Spatially Inhomogeneous Triplet Pairing Order and Josephson Diode Effect Induced by Frustrated Spin Textures

Abstract

We demonstrate that frustrated spin textures can generate anisotropic Josephson couplings between $d$-vectors that can stabilize spatially varying pairing orders in spin triplet superconductors. These couplings depend on the relative orientation of $d$-vectors, analogous to Dzyaloshinskii-Moriya and $Γ$-type interactions in magnetism, leading to an effective "pliability" of the pairing order that competes with superfluid stiffness. Such couplings cannot originate from spin-orbit coupling; rather, they can arise, for example, when itinerant electrons are coupled to a local exchange field composed of frustrated spin moments. Using a $T$-matrix expansion, we show that coupling to a local exchange field leads to an effective tunneling of itinerant electrons that is dependent on the underlying spin configurations at the barrier between superconducting grains. Furthermore, Josephson tunneling through frustrated spin textures can produce a Josephson diode effect. The diode effect originates either from nonvanishing spin chirality in the barrier, or from antisymmetric Josephson coupling between noncollinear $d$-vectors, both of which break inversion and time-reversal symmetries.

Figures (8)

• Figure 1: Discretized Josephson free energy describing the contribution from a spatially varying order. We consider a system consisting of multiple weakly-linked superconducting grains. For an $s$-wave superconductor, the pairing correlation defined locally for the $n\mathrm{th}$ superconducting grain is given by $\psi_n$. The discretized superfluid stiffness $J_{nm}$ describes the Josephson coupling between grains $n$ and $m$.

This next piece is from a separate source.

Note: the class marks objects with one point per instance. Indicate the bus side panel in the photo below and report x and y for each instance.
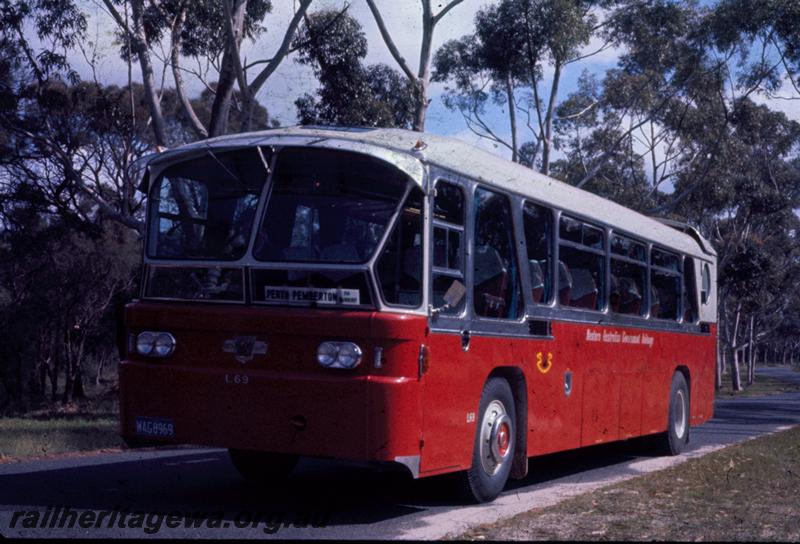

• Figure 2: Josephson couplings between superconducting grains $n$ and $m$ described by $d$-vectors $\hat{\mathbf{d}}_n$ and $\hat{\mathbf{d}}_m$. (a) Heisenberg-like coupling, corresponding to the discretized superfluid stiffness, which leads to collinear $d$-vector configurations. (b) DM-like Josephson coupling, which can lead to a noncollinear $d$-vector textures, leading to an effective pliability in the superconducting order.

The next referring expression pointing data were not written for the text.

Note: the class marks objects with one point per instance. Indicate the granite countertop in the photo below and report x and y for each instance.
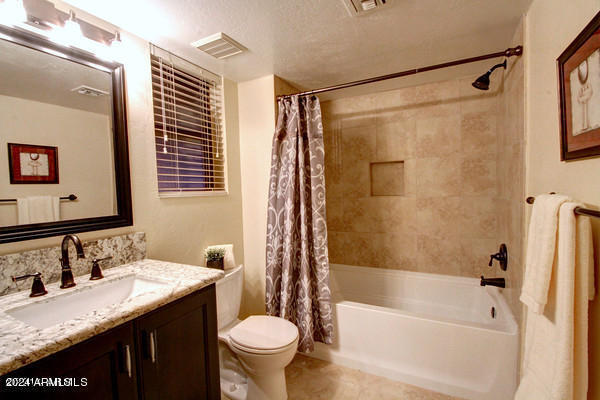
(22, 344)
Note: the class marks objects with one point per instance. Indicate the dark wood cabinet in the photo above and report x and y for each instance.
(169, 353)
(179, 357)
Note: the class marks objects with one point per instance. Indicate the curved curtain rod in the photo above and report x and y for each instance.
(577, 210)
(510, 52)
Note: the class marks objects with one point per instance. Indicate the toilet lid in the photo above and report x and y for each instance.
(261, 332)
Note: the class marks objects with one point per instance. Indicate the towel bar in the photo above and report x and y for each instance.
(70, 197)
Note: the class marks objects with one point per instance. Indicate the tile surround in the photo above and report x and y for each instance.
(387, 178)
(124, 249)
(463, 176)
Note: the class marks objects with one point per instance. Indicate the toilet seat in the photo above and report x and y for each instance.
(262, 334)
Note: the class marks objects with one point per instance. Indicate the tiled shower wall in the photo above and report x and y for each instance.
(441, 153)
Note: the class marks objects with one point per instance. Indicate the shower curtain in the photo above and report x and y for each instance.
(297, 276)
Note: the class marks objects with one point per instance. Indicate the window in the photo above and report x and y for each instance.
(187, 103)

• Figure 3: Local spin moments and effective tunneling for the three-sublattice systems for the (a) kagome and (b) triangular lattices. Nearest neighbor hopping between sites $i$ and $j$ on the boundaries of superconducting grains $n$ and $m$ consist of nearest neighbor hopping and effective tunneling from the underlying spin texture. In addition, there are higher order tunneling processes mediated by third spin $\mathbf{s}_k$.

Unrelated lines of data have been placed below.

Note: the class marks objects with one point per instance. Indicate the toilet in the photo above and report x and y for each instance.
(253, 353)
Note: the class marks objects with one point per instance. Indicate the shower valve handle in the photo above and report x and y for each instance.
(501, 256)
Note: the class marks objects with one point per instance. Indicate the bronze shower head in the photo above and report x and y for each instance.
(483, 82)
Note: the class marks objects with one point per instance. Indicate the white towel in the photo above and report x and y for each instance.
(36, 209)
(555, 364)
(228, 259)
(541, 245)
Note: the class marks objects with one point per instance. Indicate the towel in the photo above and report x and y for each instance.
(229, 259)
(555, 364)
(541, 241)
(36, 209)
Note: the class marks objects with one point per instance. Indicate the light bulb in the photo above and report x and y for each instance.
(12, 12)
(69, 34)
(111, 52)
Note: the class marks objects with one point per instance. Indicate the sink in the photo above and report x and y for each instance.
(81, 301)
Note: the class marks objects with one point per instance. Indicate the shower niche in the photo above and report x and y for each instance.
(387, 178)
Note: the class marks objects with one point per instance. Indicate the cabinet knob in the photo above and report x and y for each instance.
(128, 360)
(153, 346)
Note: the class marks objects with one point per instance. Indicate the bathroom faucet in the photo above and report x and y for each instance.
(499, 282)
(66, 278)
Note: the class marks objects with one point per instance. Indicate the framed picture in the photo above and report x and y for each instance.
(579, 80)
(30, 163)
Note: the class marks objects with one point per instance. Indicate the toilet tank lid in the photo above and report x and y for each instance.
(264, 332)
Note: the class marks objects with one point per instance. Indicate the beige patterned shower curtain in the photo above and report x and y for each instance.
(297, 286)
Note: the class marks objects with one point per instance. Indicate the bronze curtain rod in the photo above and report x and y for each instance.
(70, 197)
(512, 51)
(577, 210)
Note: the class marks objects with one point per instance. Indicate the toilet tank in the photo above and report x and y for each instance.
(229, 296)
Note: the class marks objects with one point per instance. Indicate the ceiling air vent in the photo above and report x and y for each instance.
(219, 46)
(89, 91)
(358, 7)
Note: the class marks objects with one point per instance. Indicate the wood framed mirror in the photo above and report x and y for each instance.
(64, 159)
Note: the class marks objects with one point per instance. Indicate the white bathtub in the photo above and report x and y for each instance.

• Figure 4: (a) Fermi surfaces for the $s$-$d$ model on the kagome lattice, shown in the first Brillouin zone. States are plotted according to the azimuthal angle of their in-plane spin, $\arctan(\langle s_y \rangle/ \langle s_x \rangle)$. Parameters are $\mu = -1.6 |t_0|$ and $J_{sd} = 0.2 |t_0|$. (b) Fermi surfaces $s$-$d$ model on the triangular lattice, shown in the first Brillouin zone. States are colored on a continuum according to $z$-component of spin, $\langle s_z \rangle$. Parameters are $\mu = -0.1 |t_0|$, $J_{sd} = 0.1 |t_0|$, and $\lambda_\mathrm{SO} = 0.3 |t_0|$. For both the kagome and triangular lattices, the local spins $\mathbf{s}_a$, $\mathbf{s}_b$, and $\mathbf{s}_c$ form a coplanar $120^\circ$ ordered antiferromagnetic configuration corresponding to $\theta_0 = 0$, $\varphi_0 = 0$, and $\nu = -1$ in Eq. \ref{['three_spins']}.
• Figure 5: BdG excitation spectra and spin triplet pairing correlations for systems on the (a) kagome lattice and (b) triangular lattice. The spectrum is colored on a continuum according to the magnitude of the total spin triplet pairing correlations, including inter- and intrasublattice pairing. Parameters for the system are the same as those in Fig. \ref{['fig:FS_spin_texture']}, and the magnitude of the pairing gap function is $\Delta_0 = 0.05 |t_0|$.